*The year’s best movie and a must see, “Green Book,” debunks white supremacists’ theory of superiority—in more ways than one. An average intelligent person would know that nothing could come of whites staying in the same hotel, eating at the same restaurant, or using the same bathroom as a black man. Yet, this depraved concept by many pseudo intelligent, wealthy whites existed as late as the 1960s.
“Green Book” tells an important story of race relations in America, but just as important is the relationship between Dr. Don Shirley (Mahershala Ali) and his chauffer, Tony “Lip” Vallelonga (Viggo Mortensen). When Tony ends up behind bars, Don tells him, “You can never win with violence.” Ironically, one of Mortensen’s best films is “A History of Violence.”
When bouncer Tony from an Italian-American neighborhood in the Bronx, is hired to drive Dr. Don Shirley, a world-class pianist, who lives at Carnegie Hall, on a concert tour through the Deep South, they must rely on “The Green Book” to guide them to the few establishments that were safe for blacks. Confronted with racism, and the dangers of Jim Crow laws, they set aside their differences and form a lifetime bond.

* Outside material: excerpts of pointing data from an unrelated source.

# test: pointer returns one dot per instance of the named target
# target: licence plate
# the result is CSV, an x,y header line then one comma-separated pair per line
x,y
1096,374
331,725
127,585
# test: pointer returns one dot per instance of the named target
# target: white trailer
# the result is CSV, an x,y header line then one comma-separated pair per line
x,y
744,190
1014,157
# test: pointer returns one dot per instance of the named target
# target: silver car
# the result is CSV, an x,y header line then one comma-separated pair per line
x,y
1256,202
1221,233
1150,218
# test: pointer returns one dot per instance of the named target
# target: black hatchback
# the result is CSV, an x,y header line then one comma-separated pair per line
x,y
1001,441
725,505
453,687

Directed by Peter Farrelly, “Green Book” also stars Linda Cardellini, Sebastian Maniscalco, Dimiter D. Marinov, and Don Stark.

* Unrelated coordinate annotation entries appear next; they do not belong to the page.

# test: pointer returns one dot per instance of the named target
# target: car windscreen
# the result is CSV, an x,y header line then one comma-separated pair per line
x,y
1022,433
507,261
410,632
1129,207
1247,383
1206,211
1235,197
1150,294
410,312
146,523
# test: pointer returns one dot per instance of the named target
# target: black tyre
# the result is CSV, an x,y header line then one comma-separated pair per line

“Widows” is a familiar heist story but this time around women are in the driver’s seat. In the hands of director Steve McQueen, not only is the female centric concept different but the casting, particularly with Viola Davis as the desperate grieving wife left to clean up husband Harry Rawlins’ (Liam Neeson) mess. And kudos go the McQueen for the scene that show their son stopped by cops.
The story of “Widows” is set in contemporary Chicago, amid a time of turmoil, four women with nothing in common except a debt left behind by their dead husbands’ criminal activities, take fate into their own hands, and conspire to forge a future on their own terms.
Michelle Rodriguez, Colin Farrell, Cynthia Erivo, Robert Duvall, Elizabeth Debicki, Daniel Kaluuya, Carrie Coon, and Brian Tyree also star.
‘Fantastic Beasts: The Crimes of Grendelwald’
“Fantastic Beasts: The Crimes of Grendelwald” (“FB”), directed by David Yates, picks up where “Fantastic Beasts” left off. The powerful Dark wizard Gellert Grindelwald (Johnny Depp) was captured by MACUSA (Magical Congress of the United States of America), with the help of Newt Scamander (Eddie Redmayne).
In an effort to thwart Grindelwald’s plans, Albus Dumbledore (Jude Law) enlists his former student Newt Scamander to help. Lines are drawn as love and loyalty are tested, even among the truest friends and family, in an increasingly divided wizarding world.
“FB” continues to amaze with its spectacular special effects and character engagements. A favorite “beast” is Nagini (Claudia Kim). One of the creepiest onscreen transformations is James Earl Jones in “Conan The Barbarian.” Kim comes close to that.
J.K. Rowlands has always been inclusive with casting and “FB” is no exception. Members of the black cast include Zoe Kravitz, Carmen Ejogo, Cornell John, Claudius Peters, William Nadylam, Jessica Williams, Isaura Barbé-Brown, Hugh Quarshie, Johanna Thea, and Thea Lamb.